Dungy's turnaround, though, is an outlier. Since 1990, 10 coaches have had Week 1 debuts, score differential-wise, worse than Smith's according to ESPN Stats & Information. One, Dungy, is a Hall of Famer and Super Bowl winner. Another, Cleveland's Kevin Stefanski, turned his team around and made the playoffs at 11-5 last year. Miami's Brian Flores is in the midst of an attempted rebuild with the Dolphins after a 59-10 opening loss in 2019.

The rest? Yikes. Only Stefanski and Dungy have winning percentages over .500. Most won fewer than a third of their games, including Chris Palmer (5-27 in Cleveland), Steve Spagnuolo (11-41 with the Rams) and Matt Patricia (13-29-1 in Detroit).

Despite the failure of others, there is reason for confidence in Smith. It'll depend on how he approaches the challenge. Which he understands.

"On the surface, you're sitting there saying, you've got beliefs and there are things we're talking with, people use that buzzword 'process,' right? That's become like a corporate buzzword," Smith said. "... But to have a real process in your culture, there are things that you have in your beliefs and your foundations."

It's what Dungy did in 1996, even when Tampa Bay started out 0-5. Through the losses -- and a vote for a new stadium -- his message to his team remained. Even after a Week 4 loss at home against Seattle when Dungy heard a fan screaming at him.

"At the top of his lungs: 'Dungy, you stink! You were supposed to turn us around. You're the worst coach we've ever had. We're worse than we've ever been. I'm never coming back here as long as you're the coach!'" Dungy said. "And I just keep my head down and walk into the locker room. I tell the team, 'I know you heard that and I heard it, too. We're on the right track. We've got to keep doing things right. We're going to turn that guy around and we'll turn everything around.'"

During the bye week after the 0-5 start, then-general manager Rich McKay - now the Falcons' team president - and the Bucs' owners went to lunch with Dungy and told him they were in it for the "long haul" and not to panic. To stick with what worked. That McKay lived through this with Dungy could help Smith too.

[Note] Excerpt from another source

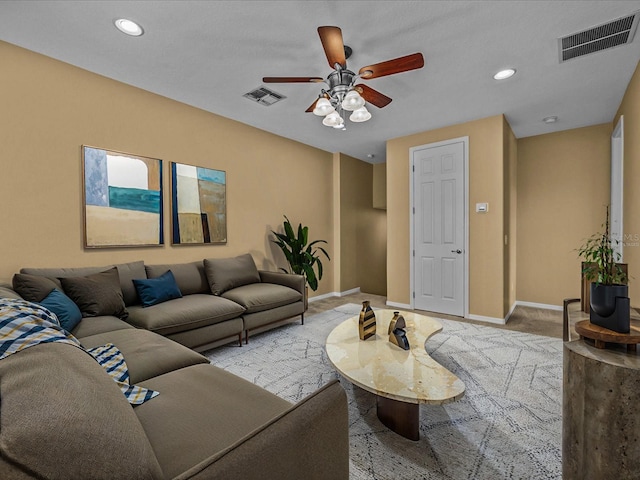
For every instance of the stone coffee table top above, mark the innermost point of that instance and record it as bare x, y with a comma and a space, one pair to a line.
380, 367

A year later, Dungy did turn everything around. The Bucs won five of their final seven games in 1996. In 1997, they went 10-6 and made the playoffs. This happened, in part, because players saw his consistency after they were blown out in Week 1.

His conviction to his plan made players believe. If he wasn't panicking, there was no reason for them to.

"Our players all pointed to it. I think the thing that helped is that we did not change anything," Dungy said. "I was as shocked as anyone. You go in and you feel like you've been waiting for this for years and years and I've got the formula and I know this is going to work. You preach and sell 'this is the way we're going to do it and we're going to have success.' And then you don't.

"Then it's easy to say, 'Well, OK, we need to try this, do this.' I came back and said, 'Hey, we're going to do everything the way we've done it. Everything is going to be the same. We're not changing a thing. We just have to do it better, more often and be on top of it.'"

Smith appears to have a similar mindset. He said Wednesday that he understands the criticism and he studies it -- in part because he believes in constantly trying to evolve. When you don't, when you stay too rigid, that's when you fail.

Even though the debut was rough, it was just one game. Far too soon for him to tear up a plan he spent months implementing and years devising before he even got the job. It's why he made sure to make clear he doesn't need consoling after a loss and he refuses to look at everything as catastrophic.

Because it's not. It's a week. It's a bad loss. But for him to keep it from becoming more, he can't start freaking out. He knows that. He also knows he can't be too stubborn, because that won't work, either.

"It goes back to me to being objective. I think, like everything ... that's part of your job, is to try to be as neutral as you can," Smith said. "We all have biases. It's human nature. You try to be as objective to the truth as you see it. What needs to get fixed? Where am I? Where can I do better?

"That's where I start every day with me. That's not me being a martyr, that's a damn truth."